Recently I’ve been doing more work with governors’ staffers and tax revision commissions helping to examine possible tax changes that can help update tax systems in Colorado, Kansas and the District of Columbia. I had served as a Commissioner on a prior effort in DC and our findings and recommendations were largely adopted by the District. This led to DC being an early adopter of an expanded EITC for childless filers which helped make DC’s income tax system more equitable.

I’ve also been doing more work on criminal justice fees and fines, which are often overlooked as we think about state revenues but they can have inequitable effects across different groups within a society. For individuals with limited resources, an unpaid ticket can lead to increased charges, the possible loss of a driver’s license and then further charges or the loss of a job.  Helping to understand and possibly reform this system to include some acknowledgement of an ability to pay can help keep one mistake from snowballing and undermining a family’s economic security.

What are the biggest challenges you face advising states and localities?

Partly there is a mix of highlighting what might be hard decisions that need to be made and trying to have policymakers focus on tax policy and spending needs beyond the next budget cycle. The last few years have included a large amount of volatility in revenues, at the same time political discourse has become more fragmented. Highlighting the need to think about changing economic conditions and taking a longer term view is important. So while most states have experienced unprecedented surpluses, trying to have policymakers go slow in making permanent changes is important.

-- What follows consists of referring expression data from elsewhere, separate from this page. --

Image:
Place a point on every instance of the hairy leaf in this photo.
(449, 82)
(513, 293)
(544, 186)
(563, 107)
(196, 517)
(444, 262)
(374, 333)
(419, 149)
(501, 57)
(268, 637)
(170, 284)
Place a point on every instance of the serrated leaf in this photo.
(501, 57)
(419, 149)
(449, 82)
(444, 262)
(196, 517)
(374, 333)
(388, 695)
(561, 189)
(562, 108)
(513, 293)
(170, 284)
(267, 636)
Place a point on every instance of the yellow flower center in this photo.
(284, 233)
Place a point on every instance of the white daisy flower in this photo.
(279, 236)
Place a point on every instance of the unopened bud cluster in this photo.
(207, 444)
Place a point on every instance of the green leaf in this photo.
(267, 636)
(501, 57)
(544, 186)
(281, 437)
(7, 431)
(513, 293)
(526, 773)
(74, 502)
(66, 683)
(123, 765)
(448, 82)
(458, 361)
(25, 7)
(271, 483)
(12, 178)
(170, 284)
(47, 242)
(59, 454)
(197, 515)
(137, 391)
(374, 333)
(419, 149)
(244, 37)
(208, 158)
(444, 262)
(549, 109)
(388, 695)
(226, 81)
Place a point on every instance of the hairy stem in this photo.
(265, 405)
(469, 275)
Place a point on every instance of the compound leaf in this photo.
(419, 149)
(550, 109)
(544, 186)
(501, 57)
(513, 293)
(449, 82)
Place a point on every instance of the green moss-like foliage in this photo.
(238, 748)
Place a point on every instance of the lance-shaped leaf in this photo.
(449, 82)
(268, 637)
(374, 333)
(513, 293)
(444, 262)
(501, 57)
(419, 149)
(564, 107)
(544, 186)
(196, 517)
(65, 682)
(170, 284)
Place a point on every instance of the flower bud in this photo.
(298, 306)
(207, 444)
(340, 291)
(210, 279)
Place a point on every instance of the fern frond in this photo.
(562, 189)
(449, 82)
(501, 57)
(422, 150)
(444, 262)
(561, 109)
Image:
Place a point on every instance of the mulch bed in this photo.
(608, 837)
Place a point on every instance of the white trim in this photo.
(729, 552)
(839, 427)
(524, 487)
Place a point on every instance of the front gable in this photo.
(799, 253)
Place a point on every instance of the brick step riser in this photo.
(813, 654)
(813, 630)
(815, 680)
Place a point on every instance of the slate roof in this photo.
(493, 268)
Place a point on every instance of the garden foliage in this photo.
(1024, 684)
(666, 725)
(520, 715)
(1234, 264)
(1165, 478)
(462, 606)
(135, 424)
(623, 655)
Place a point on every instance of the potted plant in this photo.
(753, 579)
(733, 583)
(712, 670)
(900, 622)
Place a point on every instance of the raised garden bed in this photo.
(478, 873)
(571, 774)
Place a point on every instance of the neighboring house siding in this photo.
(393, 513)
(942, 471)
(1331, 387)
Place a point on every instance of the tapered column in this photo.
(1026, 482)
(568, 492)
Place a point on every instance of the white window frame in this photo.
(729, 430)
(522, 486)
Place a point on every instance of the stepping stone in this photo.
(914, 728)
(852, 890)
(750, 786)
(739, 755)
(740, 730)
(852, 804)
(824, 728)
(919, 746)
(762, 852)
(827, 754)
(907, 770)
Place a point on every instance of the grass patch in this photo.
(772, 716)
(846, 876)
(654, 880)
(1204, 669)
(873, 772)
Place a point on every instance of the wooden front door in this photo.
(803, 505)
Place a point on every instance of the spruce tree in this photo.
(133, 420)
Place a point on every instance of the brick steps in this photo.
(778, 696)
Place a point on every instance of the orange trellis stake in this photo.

I’ve also spent time trying to highlight what might be unintended consequences when designing policy and policy changes and stressing that we still don’t really know what the post-Covid world will look like.  For example, we don’t know whether work will remain remote and what this will mean for commuting patterns, the need for commercial and business real estate and what it will mean for state and local taxes and service needs.

Where do you think we need more research?

I think we need more research to try and understand how changes in where work is done and what it means for city and state governments is critical. Is the move to remote work a new steady state or a temporary change? If there is less demand for downtown office space, what do places do with those buildings and what will it mean for the fiscal future of hub cities?  Also tax researchers are starting to focus on racial equity questions surrounding tax policy, how do different groups fare under existing systems and how we try and address them.

I also think moving in a direction where we talk or collaborate across disciplines is important to better understanding the impact of policies.

Outside of work, what is an interest or hobby you enjoy?

I spend a fair amount of time volunteering for two different groups. First after adopting my dog Gabby 7 years ago, I started volunteering with the rescue organization, including fostering dogs and helping other people foster or adopt them.  It’s rewarding to help them feel safe in a new place and help get them into a new home.

I also have volunteered with DC Cash doing taxes through the VITA program since coming to DC.  Doing other people’s taxes helps highlight how complicated our tax system is, especially for those who might be working multiple jobs and living in non-traditional households.  I remember the first time I ended up doing a tax return where someone had a dozen W-2’s and this is only getting more complicated for individuals with more people working in the Gig economy and having self-employment income.  The last few years have been especially complicated due to changing programs and this year I’m excited we are back to working with clients in person. 

I do think that for people who study tax policy and ideally politicians who are making the rules – actually sitting and doing someone’s taxes and hearing what is happening can be totally eye-opening in terms of understanding how our myriad of tax breaks and rules that can vary can be overwhelming.